In caso di attribuzione della suddetta facoltà, l'Assemblea, su proposta del Consiglio, determina le modalità di calcolo e di assegnazione delle azioni, stabilendo la modalità di regolamento del pagamento del dividendo in caso di mancato esercizio della suddetta facoltà da parte degli azionisti.
3. L'Assemblea, su proposta del Consiglio, può deliberare altresì la formazione e l'incremento di riserve di carattere straordinario e speciale da prelevarsi dall'utile netto anche in antecedenza ai riparti di cui alle precedenti lettere b) e c).
4. L'Assemblea, su proposta del Consiglio di Amministrazione, può allocare una quota dell'utile netto di esercizio alle iniziative di carattere sociale, assistenziale e culturale, da devolversi a giudizio del Consiglio di Amministrazione stesso.
5. La Società può deliberare la distribuzione di acconti sui dividendi nei casi, con le modalità e nei limiti consentiti dalla normativa vigente."

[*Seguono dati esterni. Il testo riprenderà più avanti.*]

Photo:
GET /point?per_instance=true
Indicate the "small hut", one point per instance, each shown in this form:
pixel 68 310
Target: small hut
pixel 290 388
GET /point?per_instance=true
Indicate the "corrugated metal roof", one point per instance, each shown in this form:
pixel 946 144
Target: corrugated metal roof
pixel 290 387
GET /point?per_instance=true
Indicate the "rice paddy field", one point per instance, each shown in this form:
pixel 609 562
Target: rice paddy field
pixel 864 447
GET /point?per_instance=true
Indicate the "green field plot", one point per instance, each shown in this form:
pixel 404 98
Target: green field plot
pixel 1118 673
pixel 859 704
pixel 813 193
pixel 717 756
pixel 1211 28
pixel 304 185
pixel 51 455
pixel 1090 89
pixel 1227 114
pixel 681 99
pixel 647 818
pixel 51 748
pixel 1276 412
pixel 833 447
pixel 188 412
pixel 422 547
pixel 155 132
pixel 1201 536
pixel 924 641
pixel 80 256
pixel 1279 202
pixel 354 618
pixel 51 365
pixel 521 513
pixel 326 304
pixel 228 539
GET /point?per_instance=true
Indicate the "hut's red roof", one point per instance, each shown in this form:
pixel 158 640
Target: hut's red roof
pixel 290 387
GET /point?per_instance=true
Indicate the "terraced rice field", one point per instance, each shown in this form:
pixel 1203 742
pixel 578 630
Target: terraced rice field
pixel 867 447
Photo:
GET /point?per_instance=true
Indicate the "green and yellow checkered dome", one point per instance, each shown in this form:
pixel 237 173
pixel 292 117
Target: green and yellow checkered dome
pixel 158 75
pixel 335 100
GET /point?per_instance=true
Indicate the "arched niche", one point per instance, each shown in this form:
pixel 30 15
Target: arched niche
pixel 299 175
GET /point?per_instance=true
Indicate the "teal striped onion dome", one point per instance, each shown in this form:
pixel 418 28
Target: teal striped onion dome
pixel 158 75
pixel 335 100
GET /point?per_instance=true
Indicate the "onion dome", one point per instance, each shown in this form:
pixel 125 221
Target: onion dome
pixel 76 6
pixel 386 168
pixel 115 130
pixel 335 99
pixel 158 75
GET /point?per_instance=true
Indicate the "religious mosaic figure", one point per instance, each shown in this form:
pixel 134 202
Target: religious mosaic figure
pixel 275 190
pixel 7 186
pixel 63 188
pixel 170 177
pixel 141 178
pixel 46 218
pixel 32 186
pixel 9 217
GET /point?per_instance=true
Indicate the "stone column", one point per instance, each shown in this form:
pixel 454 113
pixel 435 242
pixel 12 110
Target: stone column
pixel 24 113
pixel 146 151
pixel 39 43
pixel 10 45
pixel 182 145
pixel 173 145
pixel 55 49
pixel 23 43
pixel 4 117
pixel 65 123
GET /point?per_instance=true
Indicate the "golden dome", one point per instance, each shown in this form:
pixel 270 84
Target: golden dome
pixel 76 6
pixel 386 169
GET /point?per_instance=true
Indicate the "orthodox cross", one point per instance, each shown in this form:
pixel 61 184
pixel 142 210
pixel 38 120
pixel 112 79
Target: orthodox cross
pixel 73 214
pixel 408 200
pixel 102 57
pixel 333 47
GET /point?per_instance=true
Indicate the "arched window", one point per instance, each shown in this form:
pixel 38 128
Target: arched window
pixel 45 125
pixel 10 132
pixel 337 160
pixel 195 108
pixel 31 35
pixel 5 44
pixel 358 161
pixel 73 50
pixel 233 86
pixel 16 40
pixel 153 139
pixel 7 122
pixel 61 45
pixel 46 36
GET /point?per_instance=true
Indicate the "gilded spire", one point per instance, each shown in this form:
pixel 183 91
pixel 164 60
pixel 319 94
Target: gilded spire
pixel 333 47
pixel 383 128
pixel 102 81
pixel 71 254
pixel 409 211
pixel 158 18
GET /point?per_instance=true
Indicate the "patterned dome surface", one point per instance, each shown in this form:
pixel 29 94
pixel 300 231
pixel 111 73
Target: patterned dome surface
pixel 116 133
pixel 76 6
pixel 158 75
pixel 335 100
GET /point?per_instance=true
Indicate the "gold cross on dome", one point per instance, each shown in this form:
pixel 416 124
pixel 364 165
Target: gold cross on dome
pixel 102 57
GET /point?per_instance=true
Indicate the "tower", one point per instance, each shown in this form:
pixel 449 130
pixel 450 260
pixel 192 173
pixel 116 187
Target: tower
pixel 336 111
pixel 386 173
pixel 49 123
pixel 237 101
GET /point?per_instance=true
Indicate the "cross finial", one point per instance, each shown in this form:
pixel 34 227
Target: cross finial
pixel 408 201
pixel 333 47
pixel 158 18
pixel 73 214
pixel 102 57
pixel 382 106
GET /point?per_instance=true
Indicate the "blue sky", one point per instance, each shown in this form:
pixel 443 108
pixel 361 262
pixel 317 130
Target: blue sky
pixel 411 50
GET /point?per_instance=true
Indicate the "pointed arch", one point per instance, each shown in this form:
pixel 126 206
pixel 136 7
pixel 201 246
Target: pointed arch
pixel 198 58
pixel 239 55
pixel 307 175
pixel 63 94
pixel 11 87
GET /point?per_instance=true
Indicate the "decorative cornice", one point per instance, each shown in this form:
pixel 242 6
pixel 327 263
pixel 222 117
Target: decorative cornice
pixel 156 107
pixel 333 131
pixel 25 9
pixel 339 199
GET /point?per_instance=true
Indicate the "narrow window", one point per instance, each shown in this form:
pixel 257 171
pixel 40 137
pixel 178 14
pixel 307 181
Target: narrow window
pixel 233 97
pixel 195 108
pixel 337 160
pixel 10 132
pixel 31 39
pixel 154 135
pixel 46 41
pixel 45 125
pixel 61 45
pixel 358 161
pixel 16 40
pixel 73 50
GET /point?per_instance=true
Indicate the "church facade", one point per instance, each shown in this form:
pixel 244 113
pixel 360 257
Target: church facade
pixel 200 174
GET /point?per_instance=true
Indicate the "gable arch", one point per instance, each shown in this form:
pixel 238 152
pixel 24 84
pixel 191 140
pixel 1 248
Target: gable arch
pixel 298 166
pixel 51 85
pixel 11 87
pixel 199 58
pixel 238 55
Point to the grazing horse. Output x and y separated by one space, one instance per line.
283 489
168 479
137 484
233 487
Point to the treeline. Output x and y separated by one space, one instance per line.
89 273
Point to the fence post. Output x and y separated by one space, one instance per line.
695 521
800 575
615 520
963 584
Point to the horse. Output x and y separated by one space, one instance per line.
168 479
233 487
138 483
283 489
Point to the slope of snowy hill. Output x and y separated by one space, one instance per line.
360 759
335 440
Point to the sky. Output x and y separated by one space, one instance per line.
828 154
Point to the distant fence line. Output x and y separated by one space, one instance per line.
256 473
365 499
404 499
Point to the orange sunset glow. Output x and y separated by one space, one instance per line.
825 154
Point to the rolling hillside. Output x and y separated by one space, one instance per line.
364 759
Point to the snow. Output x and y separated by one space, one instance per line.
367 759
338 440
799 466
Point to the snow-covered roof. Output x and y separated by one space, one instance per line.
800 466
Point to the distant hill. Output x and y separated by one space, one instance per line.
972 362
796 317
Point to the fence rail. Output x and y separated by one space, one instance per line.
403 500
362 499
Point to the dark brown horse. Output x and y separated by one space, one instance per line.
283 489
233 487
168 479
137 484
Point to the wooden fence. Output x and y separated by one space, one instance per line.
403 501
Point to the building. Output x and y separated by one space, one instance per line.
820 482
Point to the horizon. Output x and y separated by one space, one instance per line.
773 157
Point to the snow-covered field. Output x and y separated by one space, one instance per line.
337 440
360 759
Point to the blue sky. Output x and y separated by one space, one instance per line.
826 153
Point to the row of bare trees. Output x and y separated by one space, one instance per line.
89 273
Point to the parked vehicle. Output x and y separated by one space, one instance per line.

(3) di conferire i poteri e mandato al Presidente del Consiglio di Amministrazione e all'Amministratore Delegato, anche disgiuntamente, nei limiti di legge, con facoltà di subdelega al Personale della Società, per compiere gli atti ritenuti necessari od opportuni per l'integrale esecuzione delle delibere di cui sopra, ivi incluso a titolo esemplificativo ma non esaustivo: (i) definire le ulteriori condizioni e modalità della Conversione Obbligatoria, incluso, tra l'altro, la data di efficacia della stessa, concordandola con Borsa Italiana S.p.A.; (ii) definire termini e modalità della procedura relativa all'esercizio del diritto di recesso cui sono legittimati gli azionisti di risparmio ai sensi dell'articolo 2437, comma 1, lett. g) del codice civile; (iii) perfezionare il procedimento di liquidazione delle azioni di risparmio oggetto di recesso, anche acquistando se necessario tali azioni utilizzando le riserve disponibili; (iv) includere nello Statuto il numero esatto di azioni ordinarie ad esito della Conversione Obbligatoria e (v) compiere ogni altra formalità al fine di ottenere le necessarie autorizzazioni per le delibere di cui sopra e, in generale, ogni altra autorizzazione per l'integrale esecuzione delle delibere,
unitamente a ogni necessario potere, nessuno escluso o eccettuato, incluso il potere di apportare modifiche o aggiunte alle delibere (non modificando in modo sostanziale il contenuto delle delibere stesse) ritenute necessarie e/o opportune per il deposito presso il Registro Imprese o per l'attuazione di leggi e regolamenti o che dovessero essere richieste dalle competenti Autorità di Vigilanza nonché procedere con il deposito e l'iscrizione presso il Registro Imprese delle modifiche statutarie approvate".